Eine weitere dritte Wirkungsweise besteht darin, daß die Gallen Wachstum und Entwicklung
der über ihnen stehenden (distalen) Pflanzenteile hemmen oder völlig zum Stillstand bringen. Bei
blattbürtigen Gallen ist gar nicht selten zu beobachten, daß die Spitzen der Blätter verwelken oder
verblassen, wenn irgendwo auf dem Mittelnerv eine Galle aufsitzt. Offenbar ist die Ernährung der
oberhalb der Galle liegenden Teile der Blattspreite ungenügend; die zuströmenden Nährstoffe werden,
wie es scheint, von der Galle gleichsam abgefangen. Sehr deutlich sieht man an den Blättern der
Buche, die eine oder mehrere Gallen von Mikiola fagi tragen, daß der über der Infektionsstelle
liegende Teil der Blattspreite, der von dem infizierten Haupt- oder Seitennerven zu versorgen ist,
blasser ist als die normalen Teile des Blattes. Ähnliche Wirkungen gehen vielfach von den stengel-
bürtigen Gallen aus, welche das normale Wachstum der infizierten Achsen hemmen oder völlig zum
Stillstand bringen; bei Lindenzweigen, welche von Contarinia tiliarum infiziert sind, läßt sich oft
leicht beobachten, wie sehr die über der Galle liegenden Sproßabschnitte in ihrer Entwicklung gehemmt
werden.
Schließlich mag noch eine vierte Wirkung der Gallen, die mit ihrer Stellung am Körper
der Wirtspflanze zusammenhängt, erwähnt werden, nämlich die lebensverlängemde Wirkung mancher
Gallen. Organe, die im normalen Entwicklungsgang der betreffenden Pflanzen nur kurze Zeit am
Leben bleiben, können durch Galleninfektionen bestimmter Art zu sehr viel längerem Leben befähigt
werden: als Beispiel dienen die Spindeln der männlichen Infloreszenzen der Eiche, welche nach
Infektion durch Spathegaster baccarum die normalen, nicht infizierten Organe gleicher Art lange
überleben.
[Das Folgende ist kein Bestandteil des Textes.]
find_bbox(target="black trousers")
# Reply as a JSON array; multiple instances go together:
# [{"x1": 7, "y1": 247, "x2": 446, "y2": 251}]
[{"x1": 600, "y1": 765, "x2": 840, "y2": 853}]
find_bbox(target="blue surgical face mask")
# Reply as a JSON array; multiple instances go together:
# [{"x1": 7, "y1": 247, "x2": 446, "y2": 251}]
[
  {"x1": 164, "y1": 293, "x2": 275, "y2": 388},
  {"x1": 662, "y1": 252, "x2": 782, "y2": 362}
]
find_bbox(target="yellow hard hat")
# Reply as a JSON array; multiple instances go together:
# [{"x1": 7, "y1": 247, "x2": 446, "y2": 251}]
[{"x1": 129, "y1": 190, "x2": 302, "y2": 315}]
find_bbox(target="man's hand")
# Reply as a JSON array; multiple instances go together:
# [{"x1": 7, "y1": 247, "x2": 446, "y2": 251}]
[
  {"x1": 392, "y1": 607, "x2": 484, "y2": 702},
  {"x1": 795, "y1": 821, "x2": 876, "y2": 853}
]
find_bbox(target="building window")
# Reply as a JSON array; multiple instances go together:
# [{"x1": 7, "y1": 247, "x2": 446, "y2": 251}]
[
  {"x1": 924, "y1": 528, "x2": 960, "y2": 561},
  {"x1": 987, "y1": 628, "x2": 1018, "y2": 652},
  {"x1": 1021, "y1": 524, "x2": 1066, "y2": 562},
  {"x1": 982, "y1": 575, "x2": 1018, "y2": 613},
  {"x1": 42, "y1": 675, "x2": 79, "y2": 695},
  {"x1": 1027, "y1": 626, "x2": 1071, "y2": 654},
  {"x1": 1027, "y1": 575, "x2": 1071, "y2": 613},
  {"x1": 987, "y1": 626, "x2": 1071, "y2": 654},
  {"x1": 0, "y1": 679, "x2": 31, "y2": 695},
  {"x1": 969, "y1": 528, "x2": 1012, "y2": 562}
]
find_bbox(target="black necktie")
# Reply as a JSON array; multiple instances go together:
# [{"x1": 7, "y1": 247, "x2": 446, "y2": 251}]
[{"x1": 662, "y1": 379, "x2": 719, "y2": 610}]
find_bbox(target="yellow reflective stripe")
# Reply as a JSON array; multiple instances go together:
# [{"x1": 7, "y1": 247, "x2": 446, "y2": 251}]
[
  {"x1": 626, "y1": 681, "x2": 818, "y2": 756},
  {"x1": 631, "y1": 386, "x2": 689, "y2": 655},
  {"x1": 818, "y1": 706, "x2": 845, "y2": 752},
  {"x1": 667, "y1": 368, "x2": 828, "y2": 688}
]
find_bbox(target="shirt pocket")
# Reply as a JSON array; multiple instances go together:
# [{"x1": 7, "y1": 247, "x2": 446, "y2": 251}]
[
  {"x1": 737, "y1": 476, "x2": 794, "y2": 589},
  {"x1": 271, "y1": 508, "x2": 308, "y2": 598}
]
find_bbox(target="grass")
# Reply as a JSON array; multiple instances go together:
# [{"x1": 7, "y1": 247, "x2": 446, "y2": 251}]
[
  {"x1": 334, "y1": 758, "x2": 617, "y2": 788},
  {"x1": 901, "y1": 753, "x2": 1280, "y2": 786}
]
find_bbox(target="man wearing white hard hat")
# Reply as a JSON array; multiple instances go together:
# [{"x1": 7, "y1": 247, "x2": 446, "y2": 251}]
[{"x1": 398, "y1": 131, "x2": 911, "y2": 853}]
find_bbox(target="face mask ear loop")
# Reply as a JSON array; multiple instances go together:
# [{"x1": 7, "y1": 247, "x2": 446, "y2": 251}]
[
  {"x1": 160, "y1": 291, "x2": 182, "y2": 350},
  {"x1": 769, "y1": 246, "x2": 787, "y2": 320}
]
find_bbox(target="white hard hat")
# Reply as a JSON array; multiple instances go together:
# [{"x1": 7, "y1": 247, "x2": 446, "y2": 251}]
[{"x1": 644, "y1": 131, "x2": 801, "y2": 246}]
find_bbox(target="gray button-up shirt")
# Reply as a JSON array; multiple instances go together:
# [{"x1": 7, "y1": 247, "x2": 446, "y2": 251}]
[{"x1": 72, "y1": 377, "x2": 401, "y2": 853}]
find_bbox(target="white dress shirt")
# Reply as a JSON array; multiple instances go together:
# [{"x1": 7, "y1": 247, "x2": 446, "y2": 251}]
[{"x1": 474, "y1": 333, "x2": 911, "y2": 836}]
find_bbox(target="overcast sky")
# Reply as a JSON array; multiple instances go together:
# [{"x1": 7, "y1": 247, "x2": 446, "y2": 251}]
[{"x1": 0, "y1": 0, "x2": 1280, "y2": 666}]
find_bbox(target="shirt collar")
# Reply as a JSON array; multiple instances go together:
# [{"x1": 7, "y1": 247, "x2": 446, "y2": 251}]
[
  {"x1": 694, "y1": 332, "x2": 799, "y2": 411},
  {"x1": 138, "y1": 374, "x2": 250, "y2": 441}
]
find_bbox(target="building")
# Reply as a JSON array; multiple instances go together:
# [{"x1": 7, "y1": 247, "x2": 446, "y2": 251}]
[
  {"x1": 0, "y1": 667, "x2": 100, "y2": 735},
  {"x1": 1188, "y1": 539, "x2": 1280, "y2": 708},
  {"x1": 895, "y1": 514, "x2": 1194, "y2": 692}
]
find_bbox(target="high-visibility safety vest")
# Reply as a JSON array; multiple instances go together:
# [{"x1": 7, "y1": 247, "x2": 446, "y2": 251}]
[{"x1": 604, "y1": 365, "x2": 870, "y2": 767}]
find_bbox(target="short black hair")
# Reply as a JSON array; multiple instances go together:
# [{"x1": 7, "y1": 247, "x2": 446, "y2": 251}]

Eine ähnliche Lebensverlängerung beobachtet man bei vielen Blütengallen: die zu grünen
laubblattähnlichen Teilen umgewandelten oder in anderer Weise umgebildeten Corollen oder die
petaloid gewordenen Staubblätter können viel langlebiger sein als die entsprechenden normalen Teile.